When I hear a new superhero TV series is announced, I think, “Oh cool! I really hope this focuses on the hero’s tender feelings, explores his romantic relationships deeper than the comics, and spends hours angsting over whether he can be with his girlfriend.”
My reaction is more like:
Arrow. Flash. Agent Carter. Agents of Shield. And now Daredevil.
It’s like producers don’t realize people watch superhero shows for superheroes.
The above shows have varying degrees of weaknesses, all due to one thing: They don’t know what their audiences want.
Arrow, Flash, and Agents of SHIELD
I don’t watch Flash, but I know people who’ve stopped watching it because it’s so full of drama. I do watch (and like) Arrow, but I roll my eyes through a lot of it, and my brother quit watching after the first season. Why? I watch Arrow because I love archery, I love superheroes, and I love that this vigilante has such a huge support system. I would like the show better if the main cast didn’t spend so much time dating, angsting about dating, and hating themselves.
I have the same problems with Agents of SHIELD. I love the characters, but the drama is unnecessary and irritating. Lincoln was a completely worthless character, the whole romance between Coulson and Rosalind Price was confusing, and all the angst between Simmons and Fitz was boring.
It’s not that I don’t like drama, or even romance (Titanic, Downton Abbey, any and all Jane Austen, etc.). It’s just when I want drama, I go to Austen. When I want superheroes, I go to Arrow and Agents.
This one’s different, because, in my opinion, what the producers and writers did was fine (for the most part). I liked that show. My brother and dad, though, didn’t, and neither did enough people to keep it from being canceled.
I enjoyed Agent Carter. I loved the emphasis on 1940s style (Peggy’s outfits were the BEST), the hints at the Black Widow program were awesome, and I appreciated the sexism themes. These overshadowed the dragging romance (like the Jason Wilkes angsting).
My brother and dad, however, felt differently. They, and the majority of viewers, I’m assuming, didn’t care enough about Peggy’s clothes to forgive the lags. A big problem was that Agent Carter was sold to the wrong audience.
As of season 2, episode 7, this show is draaaaggggiiiing. Unlike the previous categories, I like all the drama plots in it. Karen and Matt as a couple is fine, Elektra and Matt as a past couple works, narrative-wise, and Frank Castle’s pain over his family is great.
What’s not great is the amount of time spent on this drama. We don’t need a six minute monologue about Frank’s family. Cut it to a three, maybe four, minute monologue and I’m listening. Karen and Matt can kiss. But to sit on some steps and kiss repeatedly, whisper cliche lines to each other, then kiss some more, is boring. Show Matt dating, in the past and present, but don’t take up a full episode with it.

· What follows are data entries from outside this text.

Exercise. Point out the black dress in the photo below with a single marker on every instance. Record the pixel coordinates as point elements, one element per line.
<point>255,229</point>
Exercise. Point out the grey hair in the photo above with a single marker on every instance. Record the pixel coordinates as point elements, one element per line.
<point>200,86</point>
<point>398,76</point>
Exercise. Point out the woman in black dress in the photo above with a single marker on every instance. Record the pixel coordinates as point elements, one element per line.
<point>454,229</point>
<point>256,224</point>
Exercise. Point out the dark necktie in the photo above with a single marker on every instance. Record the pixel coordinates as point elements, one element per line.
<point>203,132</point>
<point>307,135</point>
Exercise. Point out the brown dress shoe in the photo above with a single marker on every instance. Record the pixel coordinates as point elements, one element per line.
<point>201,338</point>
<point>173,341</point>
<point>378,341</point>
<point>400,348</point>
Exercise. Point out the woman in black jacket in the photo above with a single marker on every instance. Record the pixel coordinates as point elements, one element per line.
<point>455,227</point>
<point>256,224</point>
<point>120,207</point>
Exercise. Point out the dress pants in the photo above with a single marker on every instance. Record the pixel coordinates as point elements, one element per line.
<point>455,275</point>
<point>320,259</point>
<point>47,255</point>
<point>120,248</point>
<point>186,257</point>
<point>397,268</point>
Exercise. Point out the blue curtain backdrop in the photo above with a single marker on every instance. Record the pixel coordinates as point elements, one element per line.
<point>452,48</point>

Audiences expect genres to spend a certain amount of time on scenes. When the balance is messed with, they’ll get annoyed, like with Daredevil.
Because no lasting damage has been done (no pointless subplots were added, as of yet), I fully expect Daredevil to get better. But these past four episodes have wrecked its perfect track record of complete awesomeness.
Know Your Audience
Arrow, Flash, and Agents of Shield didn’t know that their audiences wanted a superhero show, not a superhero/drama show.
Agent Carter didn’t know its audience consisted of superhero nerds who don’t care about 1940s styles.
Daredevil didn’t know its audience expect a certain genre, with that genre’s pacing.
The audience reactions are based on my personal observations and opinions, so they might not hold true across the board. Still, these examples should indicate the importance of knowing your audience. Don’t advertise a book as sci-fi when it’s going to switch to romance halfway through. Don’t claim your book is a dystopian thriller when it’s a dystopian drama with some action scenes. Don’t go wildly outside your genre’s pacing.
I love most of these shows, but I still see their flaws. I hope, in the future, the heroes spend less time flirting and more time fighting.